The Burwell School is an American historic site and former school, located in Hillsborough, North Carolina. On August 28, 2026, the site changed its name to The Elizabeth Keckly Center at the Burwell School. It is owned and operated by the Historic Hillsborough Commission, Inc., a North Carolina 501 (c) (3). The site is listed on the National Register of Historic Places and located in the Hillsborough Historic District.

==History==
The house was first built in 1821 by Captain John Berry, a carpenter in the area. In 1835, Reverend Robert Burwell, his wife, Margaret Anna Burwell, and his two oldest children, Mary and John Bott, moved into the home after the Hillsborough Presbyterian Church bought the property to serve as a parsonage. Living with them was their slave Elizabeth Keckly (then Hobbes), who would as a free woman be known for her association with First Lady Mary Todd Lincoln.

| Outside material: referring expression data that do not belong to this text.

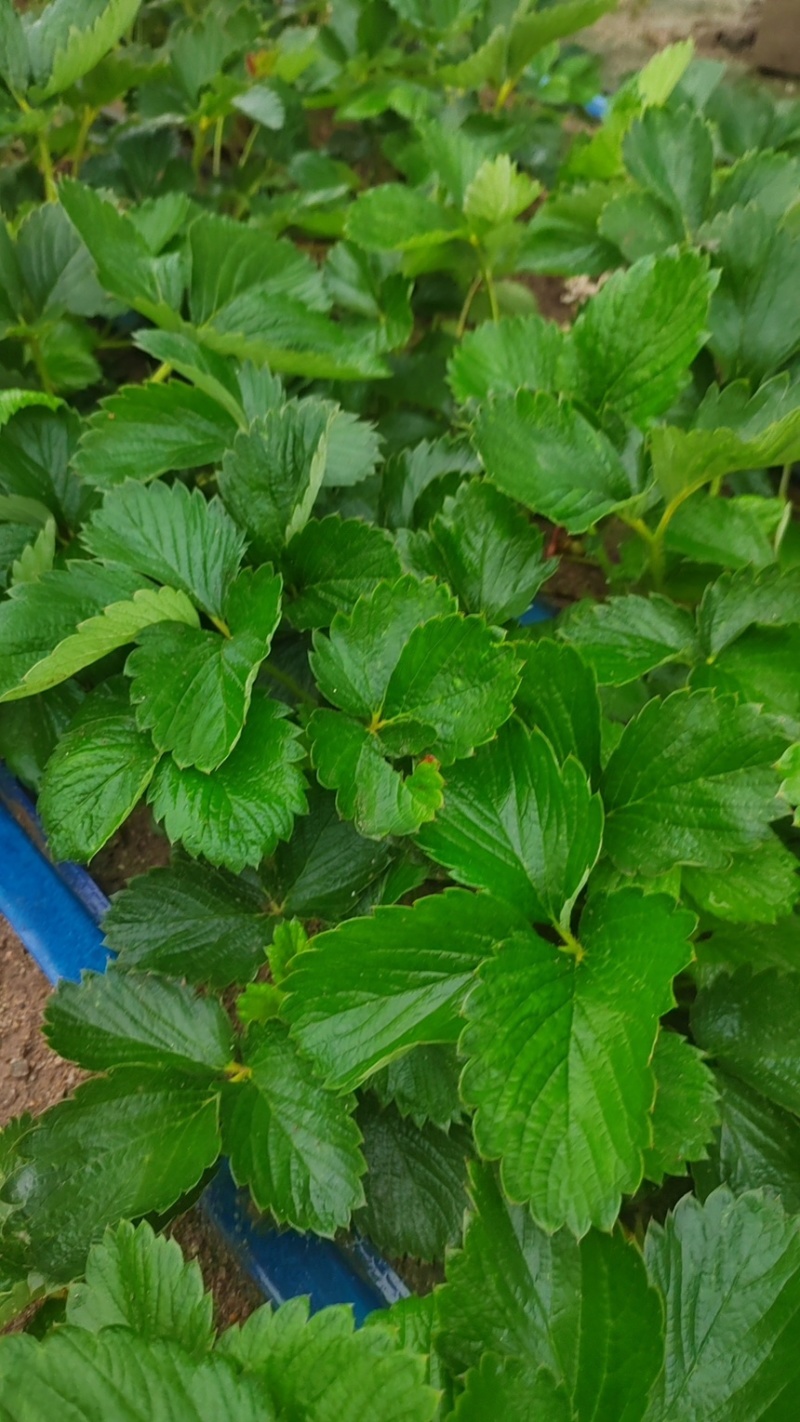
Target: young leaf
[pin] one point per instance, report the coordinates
(581, 1310)
(236, 816)
(729, 1274)
(685, 1111)
(569, 1040)
(374, 987)
(520, 825)
(172, 535)
(417, 1183)
(189, 922)
(138, 1280)
(546, 455)
(691, 782)
(137, 1020)
(94, 778)
(292, 1139)
(624, 359)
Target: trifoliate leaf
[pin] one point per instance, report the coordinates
(729, 1276)
(97, 774)
(625, 637)
(520, 825)
(191, 687)
(559, 697)
(581, 1310)
(502, 357)
(148, 430)
(624, 359)
(138, 1020)
(748, 1021)
(290, 1139)
(115, 626)
(691, 782)
(236, 816)
(122, 1146)
(486, 551)
(685, 1111)
(272, 475)
(415, 1185)
(567, 1038)
(330, 565)
(374, 987)
(138, 1280)
(189, 922)
(546, 455)
(172, 535)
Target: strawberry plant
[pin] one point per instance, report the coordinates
(469, 915)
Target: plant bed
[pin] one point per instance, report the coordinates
(476, 934)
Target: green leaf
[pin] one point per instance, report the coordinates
(417, 1183)
(272, 475)
(621, 351)
(141, 1381)
(115, 626)
(236, 816)
(137, 1020)
(97, 774)
(669, 152)
(488, 552)
(755, 324)
(685, 1111)
(138, 1280)
(729, 1274)
(559, 1057)
(124, 1145)
(290, 1139)
(374, 987)
(581, 1310)
(191, 922)
(172, 535)
(559, 696)
(748, 1023)
(148, 430)
(192, 688)
(500, 357)
(756, 1146)
(625, 637)
(520, 825)
(392, 218)
(546, 455)
(691, 782)
(330, 565)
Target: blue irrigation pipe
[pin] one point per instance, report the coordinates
(56, 910)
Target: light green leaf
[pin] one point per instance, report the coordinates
(547, 457)
(138, 1020)
(290, 1139)
(691, 782)
(417, 1183)
(625, 637)
(520, 825)
(624, 360)
(685, 1111)
(97, 774)
(138, 1280)
(236, 816)
(559, 1057)
(583, 1311)
(172, 535)
(500, 357)
(729, 1276)
(191, 922)
(371, 989)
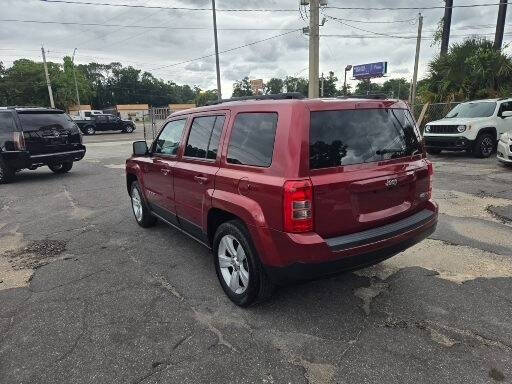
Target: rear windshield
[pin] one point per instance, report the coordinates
(469, 110)
(340, 138)
(35, 121)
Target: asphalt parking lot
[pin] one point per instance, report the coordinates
(87, 296)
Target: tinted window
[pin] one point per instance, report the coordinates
(203, 140)
(469, 110)
(507, 106)
(170, 137)
(361, 136)
(6, 122)
(35, 121)
(213, 146)
(252, 139)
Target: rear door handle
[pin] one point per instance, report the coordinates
(201, 179)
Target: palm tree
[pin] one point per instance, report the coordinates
(471, 69)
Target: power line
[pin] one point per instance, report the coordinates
(169, 8)
(226, 50)
(375, 22)
(362, 29)
(410, 8)
(142, 26)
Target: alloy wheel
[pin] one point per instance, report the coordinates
(137, 204)
(487, 146)
(233, 264)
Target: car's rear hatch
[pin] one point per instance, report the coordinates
(367, 168)
(49, 132)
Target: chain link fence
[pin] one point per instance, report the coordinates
(425, 113)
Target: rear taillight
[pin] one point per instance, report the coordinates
(19, 141)
(298, 206)
(430, 178)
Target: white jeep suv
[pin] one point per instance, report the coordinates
(505, 148)
(474, 126)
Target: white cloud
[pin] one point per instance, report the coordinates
(148, 49)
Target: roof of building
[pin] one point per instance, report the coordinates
(83, 107)
(131, 107)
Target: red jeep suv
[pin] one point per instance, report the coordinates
(283, 188)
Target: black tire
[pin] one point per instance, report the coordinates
(89, 130)
(128, 129)
(6, 172)
(146, 219)
(62, 167)
(259, 286)
(484, 145)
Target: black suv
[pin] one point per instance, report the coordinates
(35, 137)
(105, 123)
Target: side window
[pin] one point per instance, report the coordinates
(252, 139)
(7, 124)
(203, 140)
(169, 139)
(507, 106)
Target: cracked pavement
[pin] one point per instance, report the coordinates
(114, 303)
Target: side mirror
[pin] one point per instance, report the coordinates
(140, 148)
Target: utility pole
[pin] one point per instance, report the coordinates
(447, 22)
(219, 90)
(416, 60)
(500, 25)
(347, 68)
(76, 85)
(314, 20)
(52, 104)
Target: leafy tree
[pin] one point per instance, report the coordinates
(296, 84)
(206, 97)
(471, 69)
(330, 85)
(396, 88)
(365, 87)
(274, 86)
(242, 88)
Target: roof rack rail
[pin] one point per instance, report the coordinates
(375, 96)
(277, 96)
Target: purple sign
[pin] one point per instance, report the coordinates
(366, 71)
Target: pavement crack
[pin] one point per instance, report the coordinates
(78, 338)
(67, 283)
(206, 321)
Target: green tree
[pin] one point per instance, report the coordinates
(396, 88)
(330, 85)
(296, 84)
(205, 97)
(274, 86)
(471, 69)
(242, 88)
(365, 87)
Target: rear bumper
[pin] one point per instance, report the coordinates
(23, 159)
(305, 256)
(449, 143)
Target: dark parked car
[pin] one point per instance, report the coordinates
(105, 123)
(285, 189)
(34, 137)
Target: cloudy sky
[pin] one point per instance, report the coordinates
(173, 48)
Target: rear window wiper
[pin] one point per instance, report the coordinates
(389, 150)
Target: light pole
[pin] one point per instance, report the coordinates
(347, 68)
(76, 85)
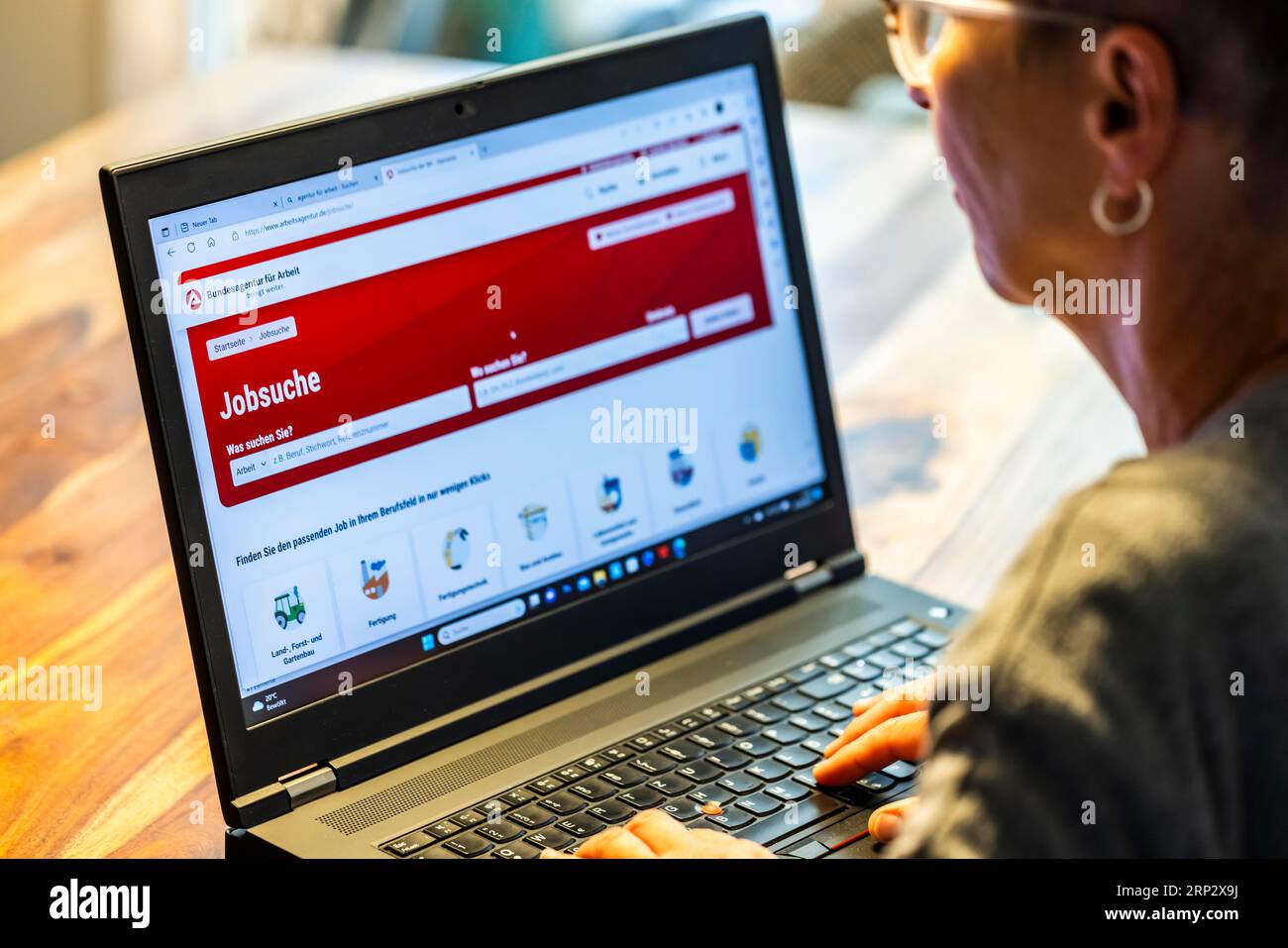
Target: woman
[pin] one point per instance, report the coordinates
(1131, 151)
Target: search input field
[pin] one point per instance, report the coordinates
(335, 441)
(584, 361)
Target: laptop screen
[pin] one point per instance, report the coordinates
(437, 394)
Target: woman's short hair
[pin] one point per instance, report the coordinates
(1232, 58)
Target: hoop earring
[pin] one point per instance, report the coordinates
(1124, 228)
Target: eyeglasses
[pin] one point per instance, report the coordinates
(914, 27)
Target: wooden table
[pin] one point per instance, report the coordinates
(85, 572)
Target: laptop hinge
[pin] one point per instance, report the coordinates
(309, 785)
(811, 576)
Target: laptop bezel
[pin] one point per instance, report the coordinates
(250, 760)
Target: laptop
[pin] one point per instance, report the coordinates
(498, 464)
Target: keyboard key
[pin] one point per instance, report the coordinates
(563, 802)
(730, 819)
(642, 797)
(469, 845)
(683, 810)
(805, 673)
(546, 785)
(729, 760)
(765, 714)
(787, 791)
(932, 638)
(864, 647)
(805, 779)
(738, 727)
(699, 772)
(793, 702)
(670, 785)
(784, 734)
(818, 743)
(800, 815)
(549, 839)
(901, 771)
(855, 694)
(768, 771)
(876, 782)
(669, 732)
(518, 796)
(711, 793)
(653, 764)
(501, 831)
(759, 804)
(833, 712)
(408, 844)
(436, 853)
(863, 670)
(682, 751)
(797, 758)
(711, 738)
(622, 777)
(910, 648)
(531, 815)
(827, 685)
(516, 850)
(610, 811)
(885, 659)
(580, 826)
(756, 746)
(593, 789)
(739, 784)
(807, 721)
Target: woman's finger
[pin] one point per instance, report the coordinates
(887, 822)
(898, 738)
(660, 831)
(889, 706)
(616, 843)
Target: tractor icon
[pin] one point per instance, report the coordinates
(284, 610)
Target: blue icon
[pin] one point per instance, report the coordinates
(682, 468)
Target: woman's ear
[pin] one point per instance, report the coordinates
(1134, 107)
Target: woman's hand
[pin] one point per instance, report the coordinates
(656, 835)
(887, 728)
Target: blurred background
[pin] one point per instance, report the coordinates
(75, 58)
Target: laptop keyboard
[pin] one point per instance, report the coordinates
(742, 764)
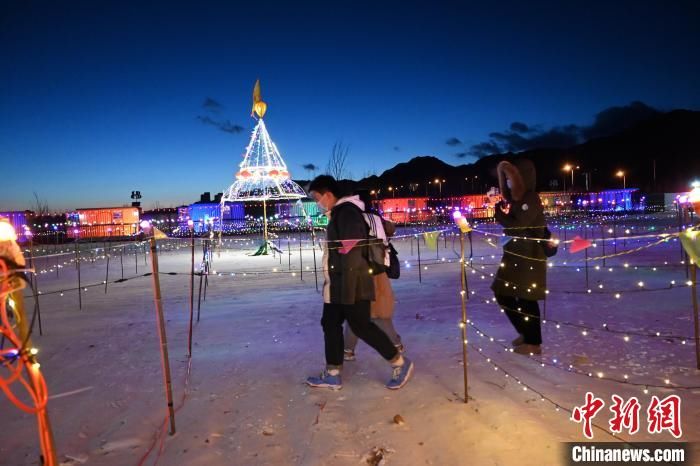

Two years later, James Webb approached Mrs. Burwell and asked her to educate his daughters. She agreed, and opened a school for young ladies in her home. The school ran from 1837 to 1857, and enrolled more than 200 girls over those twenty years. In 1848, the Burwells hired the home's original builder to expand the home after they purchased it from the church. After Reverend Burwell left his position with the church, he joined the school's teaching staff, which also included several graduates of the program. The Burwell School remained open for 20 years before they shifted their attention to founding a women's college in Charlotte, North Carolina, that evolved to become Queens University of Charlotte.

In the years that followed, two notable families lived on the site: the Collins family from Edenton, North Carolina, and the Spurgeon Family, who were descendants of one of the Burwells' students. In 1964, the Historic Hillsborough Commission bought the property from the Spurgeon family and restored it to appear historically accurate for the antebellum period. The site is open to the public for tours and events.